The above working conditions were the simulation results under the standard model. Considering the actual operating state and simulating the simulation under reasonable model, the new LADRC control effect was better than the traditional LADRC. Reasonable model configuration were as follows: Sampling deviation of DC bus was 1% of rated value, bus capacitance was 90% of standard value and filter reactance was 110% of standard value.
It can be seen that the new LADRC voltage outer loop controller based on total disturbance differentiation had strong anti-total sum disturbance capability, including disturbance of machine side power and grid side voltage within the tolerable range. For the traditional LADRC, due to the poor tracking performance of the LESO on the actual total disturbance, the controlled system could be constructed into an integral series through the disturbance compensation link, resulting in an increase in the bus voltage fluctuation range and adjustment time. The introduction of the total disturbance differential term improved the performance of dynamic disturbance observation, and the voltage outer loop control of the new LADRC enhanced the voltage stability of the grid-connected inverter bus.
According to [
35], a first-order nonlinear ADRC was proposed. The experimental results show that the starting surge voltage on the DC-side capacitor can be effectively reduced and the dynamic performance is better, but the controller parameters were more difficult to tune. The bus voltage fluctuated greatly in the steady state, and the fluctuation range was ±7.8%. By comparing the steady-state effects of
Figure 15, the new LADRC proposed in this paper had the advantages of convenient adjustment and good steady-state performance. According to [
36], a second-order non-linear ADRC was proposed. By comparing the bus voltage waveforms during low voltage traversing, it can be seen that the second-order non-linear ADRC had strong control performance, short regulation time and good steady-state performance, but the parameters of the controller were more. The new LADRC proposed in this paper had only three adjustable parameters, which was conducive to practical engineering applications. According to [
37], a control strategy based on first-order LADRC was proposed. The tracking differentiator, extended state observer and state error feedback law were applied to improve the response speed and control precision of the system. In [
37], the fluctuation range and adjustment time of the DC-side capacitor voltage during load shedding were: ±7.1%, 50 ms. By comparing
Figure 17, the new LADRC proposed in this paper had stronger control performance than the first-order LADRC.
6. Conclusions
In this paper, the bus voltage of wind power inverter was taken as the control object. Aiming at the influence of grid voltage fluctuation and machine side disturbance on bus voltage, a bus voltage control method based on improved LADRC was proposed.

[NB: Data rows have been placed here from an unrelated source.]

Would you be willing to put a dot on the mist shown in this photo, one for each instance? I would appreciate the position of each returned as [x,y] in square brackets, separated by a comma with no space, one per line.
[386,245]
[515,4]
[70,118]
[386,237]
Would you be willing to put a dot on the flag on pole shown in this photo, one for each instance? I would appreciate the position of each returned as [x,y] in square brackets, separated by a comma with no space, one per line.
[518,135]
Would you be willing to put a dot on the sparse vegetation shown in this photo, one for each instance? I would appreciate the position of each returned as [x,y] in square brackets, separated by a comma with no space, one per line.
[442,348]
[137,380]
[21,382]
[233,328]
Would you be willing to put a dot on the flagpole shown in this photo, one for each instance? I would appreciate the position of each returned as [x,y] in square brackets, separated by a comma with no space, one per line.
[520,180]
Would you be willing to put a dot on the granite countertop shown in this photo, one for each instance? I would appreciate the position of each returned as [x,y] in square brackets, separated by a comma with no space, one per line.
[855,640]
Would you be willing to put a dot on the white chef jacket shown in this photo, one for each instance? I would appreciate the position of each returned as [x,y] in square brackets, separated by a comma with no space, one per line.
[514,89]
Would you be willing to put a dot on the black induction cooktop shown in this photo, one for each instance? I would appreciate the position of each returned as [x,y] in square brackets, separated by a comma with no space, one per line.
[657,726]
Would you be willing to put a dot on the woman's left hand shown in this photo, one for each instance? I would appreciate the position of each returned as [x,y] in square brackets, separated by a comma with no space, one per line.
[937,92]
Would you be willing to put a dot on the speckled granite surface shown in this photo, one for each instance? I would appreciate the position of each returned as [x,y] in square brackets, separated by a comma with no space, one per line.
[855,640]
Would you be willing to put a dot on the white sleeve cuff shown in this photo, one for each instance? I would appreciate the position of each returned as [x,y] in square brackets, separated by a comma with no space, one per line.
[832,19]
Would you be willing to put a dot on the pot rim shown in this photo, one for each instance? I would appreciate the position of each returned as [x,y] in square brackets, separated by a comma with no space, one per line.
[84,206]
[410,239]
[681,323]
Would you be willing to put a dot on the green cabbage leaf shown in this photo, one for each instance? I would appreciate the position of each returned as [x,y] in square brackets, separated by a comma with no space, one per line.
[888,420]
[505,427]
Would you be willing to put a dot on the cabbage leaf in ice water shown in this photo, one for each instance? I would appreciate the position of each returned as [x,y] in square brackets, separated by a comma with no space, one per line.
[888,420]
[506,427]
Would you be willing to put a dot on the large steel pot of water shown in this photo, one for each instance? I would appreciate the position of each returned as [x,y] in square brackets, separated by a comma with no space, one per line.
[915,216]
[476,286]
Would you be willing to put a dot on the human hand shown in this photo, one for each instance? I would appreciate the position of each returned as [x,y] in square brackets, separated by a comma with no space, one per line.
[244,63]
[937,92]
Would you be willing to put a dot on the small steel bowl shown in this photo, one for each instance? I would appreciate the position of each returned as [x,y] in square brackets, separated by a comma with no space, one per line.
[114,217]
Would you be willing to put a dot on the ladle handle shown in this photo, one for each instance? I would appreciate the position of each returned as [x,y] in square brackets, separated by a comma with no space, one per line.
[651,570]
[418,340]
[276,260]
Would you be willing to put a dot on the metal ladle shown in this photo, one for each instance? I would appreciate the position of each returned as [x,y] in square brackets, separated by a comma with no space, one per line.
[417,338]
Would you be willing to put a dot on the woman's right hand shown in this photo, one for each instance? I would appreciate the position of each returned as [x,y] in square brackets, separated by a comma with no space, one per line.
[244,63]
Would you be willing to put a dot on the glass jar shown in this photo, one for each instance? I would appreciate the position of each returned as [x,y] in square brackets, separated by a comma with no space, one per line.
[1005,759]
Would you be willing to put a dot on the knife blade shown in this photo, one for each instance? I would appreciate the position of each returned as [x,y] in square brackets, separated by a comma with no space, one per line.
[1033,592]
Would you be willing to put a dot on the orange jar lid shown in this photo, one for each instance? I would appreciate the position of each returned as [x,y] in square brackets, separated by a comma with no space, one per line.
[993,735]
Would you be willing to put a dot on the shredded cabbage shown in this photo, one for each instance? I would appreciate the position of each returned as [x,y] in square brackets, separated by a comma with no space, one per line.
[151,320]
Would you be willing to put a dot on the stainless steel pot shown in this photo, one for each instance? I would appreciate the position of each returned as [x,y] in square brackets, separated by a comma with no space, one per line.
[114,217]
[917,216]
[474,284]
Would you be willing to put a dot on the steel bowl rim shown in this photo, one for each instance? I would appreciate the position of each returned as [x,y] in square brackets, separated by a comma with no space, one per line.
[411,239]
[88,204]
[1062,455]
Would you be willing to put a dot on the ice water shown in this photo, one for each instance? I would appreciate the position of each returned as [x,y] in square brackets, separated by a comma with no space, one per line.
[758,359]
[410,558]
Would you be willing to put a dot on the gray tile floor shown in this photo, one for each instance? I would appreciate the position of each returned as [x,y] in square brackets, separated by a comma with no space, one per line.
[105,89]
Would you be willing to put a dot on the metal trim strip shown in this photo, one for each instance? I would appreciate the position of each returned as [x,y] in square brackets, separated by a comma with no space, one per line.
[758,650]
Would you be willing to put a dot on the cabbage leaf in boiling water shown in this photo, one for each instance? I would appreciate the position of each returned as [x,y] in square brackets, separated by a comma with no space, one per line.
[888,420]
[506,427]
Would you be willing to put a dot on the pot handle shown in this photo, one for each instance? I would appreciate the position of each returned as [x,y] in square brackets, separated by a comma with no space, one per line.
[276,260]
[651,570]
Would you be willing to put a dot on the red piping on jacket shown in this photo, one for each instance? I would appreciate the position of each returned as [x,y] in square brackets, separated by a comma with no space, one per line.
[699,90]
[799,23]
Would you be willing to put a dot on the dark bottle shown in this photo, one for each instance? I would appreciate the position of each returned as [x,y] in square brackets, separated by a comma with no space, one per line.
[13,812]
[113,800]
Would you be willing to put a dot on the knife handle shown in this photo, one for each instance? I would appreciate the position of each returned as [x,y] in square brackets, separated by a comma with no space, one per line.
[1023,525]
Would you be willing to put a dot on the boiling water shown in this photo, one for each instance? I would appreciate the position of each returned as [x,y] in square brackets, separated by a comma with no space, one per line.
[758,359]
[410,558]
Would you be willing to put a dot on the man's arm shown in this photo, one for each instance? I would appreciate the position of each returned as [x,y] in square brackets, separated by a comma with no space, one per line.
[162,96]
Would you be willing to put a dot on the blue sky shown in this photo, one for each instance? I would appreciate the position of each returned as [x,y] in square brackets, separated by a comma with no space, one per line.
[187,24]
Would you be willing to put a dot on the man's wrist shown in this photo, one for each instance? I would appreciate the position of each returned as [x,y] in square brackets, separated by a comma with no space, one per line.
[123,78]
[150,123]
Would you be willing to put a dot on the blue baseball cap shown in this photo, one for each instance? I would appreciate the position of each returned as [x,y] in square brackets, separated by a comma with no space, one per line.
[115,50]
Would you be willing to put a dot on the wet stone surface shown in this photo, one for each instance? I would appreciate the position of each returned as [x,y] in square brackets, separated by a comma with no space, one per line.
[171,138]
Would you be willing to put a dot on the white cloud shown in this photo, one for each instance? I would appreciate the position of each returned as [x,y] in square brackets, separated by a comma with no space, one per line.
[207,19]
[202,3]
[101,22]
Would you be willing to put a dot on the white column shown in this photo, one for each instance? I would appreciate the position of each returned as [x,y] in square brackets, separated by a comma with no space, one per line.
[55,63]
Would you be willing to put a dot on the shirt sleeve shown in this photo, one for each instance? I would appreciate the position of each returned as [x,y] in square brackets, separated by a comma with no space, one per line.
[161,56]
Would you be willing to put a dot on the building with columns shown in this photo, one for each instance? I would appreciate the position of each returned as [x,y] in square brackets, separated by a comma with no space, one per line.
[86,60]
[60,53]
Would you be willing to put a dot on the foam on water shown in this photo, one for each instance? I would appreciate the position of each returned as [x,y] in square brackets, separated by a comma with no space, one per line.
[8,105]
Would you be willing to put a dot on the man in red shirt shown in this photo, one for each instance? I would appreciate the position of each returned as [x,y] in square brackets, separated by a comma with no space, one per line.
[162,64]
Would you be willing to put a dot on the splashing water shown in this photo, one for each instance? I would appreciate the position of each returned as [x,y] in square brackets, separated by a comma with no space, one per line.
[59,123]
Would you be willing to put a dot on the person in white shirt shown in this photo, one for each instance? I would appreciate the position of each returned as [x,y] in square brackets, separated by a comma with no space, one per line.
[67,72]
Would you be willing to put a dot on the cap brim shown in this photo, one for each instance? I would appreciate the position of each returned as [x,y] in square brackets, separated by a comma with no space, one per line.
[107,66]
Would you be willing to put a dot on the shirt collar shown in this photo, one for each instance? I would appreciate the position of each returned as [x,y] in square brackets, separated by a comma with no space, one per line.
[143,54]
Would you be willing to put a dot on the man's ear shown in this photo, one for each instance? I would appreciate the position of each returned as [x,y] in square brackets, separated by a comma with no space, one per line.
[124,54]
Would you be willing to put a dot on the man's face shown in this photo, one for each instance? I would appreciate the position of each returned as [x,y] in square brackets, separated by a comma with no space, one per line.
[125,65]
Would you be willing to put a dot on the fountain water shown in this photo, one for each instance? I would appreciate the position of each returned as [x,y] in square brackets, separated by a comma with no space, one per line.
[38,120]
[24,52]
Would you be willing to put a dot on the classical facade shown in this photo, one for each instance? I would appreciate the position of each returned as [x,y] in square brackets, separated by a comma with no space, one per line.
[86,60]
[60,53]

Based on the traditional LESO structure, the differential term of the summation disturbance can effectively increase the LESO observation bandwidth and achieve the effect of fast-tracking compensation for total disturbance. The new LADRC voltage outer loop controller based on the total disturbance differential had better anti-interference performance. The simulation comparison between the new LADRC and the traditional LADRC under the conditions of over-voltage, low- voltage and machine side loading, load shedding and load rejection showed that the new LADRC had better control performance for stable bus voltage than traditional LADRC control.
In this paper, the total perturbation differential structure is introduced to increase the bandwidth of the controller. But at the same time, it will amplify the high-frequency noise, which will lead to large-scale high-frequency oscillation of the system control quantity, which is unbearable for the actuator. Therefore, the next research task of our research group is to resolve the contradiction between the performance of the observer and its sensitivity to noise.